En el Gran Salón de los territorios de DunBroch la bulla era horripilante, se lanzaban insultos, gruñidos, platos llenos de carne, o alguna otra sabrosa comida, y copas de hermoso e inmaculado cristal servidas hasta el borde con vino o aguardiente. Los sabuesos aullaban por el fervor de sus dueños, acompañando arrítmicamente sus gritos con feroces ladridos que hacían temblar a los más jóvenes de aquel concejo, dejando que las babas de sus fauces manchasen el suelo o los ropajes de algunos pobres malaventurados. Toda esa histeria y bulla había obligado a las nobles damas a tapar sus inocentes oídos ante las exclamaciones vomitivas de los señores de la guerra y la cultura, había llevado a los sirvientes a ocultarse tras los guardias, asustados por los cristales que salían disparados.

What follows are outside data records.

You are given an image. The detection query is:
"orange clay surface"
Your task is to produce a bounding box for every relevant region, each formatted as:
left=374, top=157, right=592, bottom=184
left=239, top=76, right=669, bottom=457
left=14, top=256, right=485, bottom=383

El pequeño muchacho de ojos rasgados miraba asombrado todo aquel alboroto, jamás había escuchado tales palabras por muchas horas de estudio que le había dedicado a cada una de las lenguas lengua de aquellos hombres enfurecidos que alzaban sus voces hacia el cielo y hacia sus respectivos dioses. Abrió la boca enormemente cuando vio a su noble y educado padre también lanzar insultos y platos repletos de alimentos hacia los nuevos enemigos de las naciones, incluso se preguntó si, ahora que comprobaba que de la boca de su padre también salían esas palabras, él podía decirlas.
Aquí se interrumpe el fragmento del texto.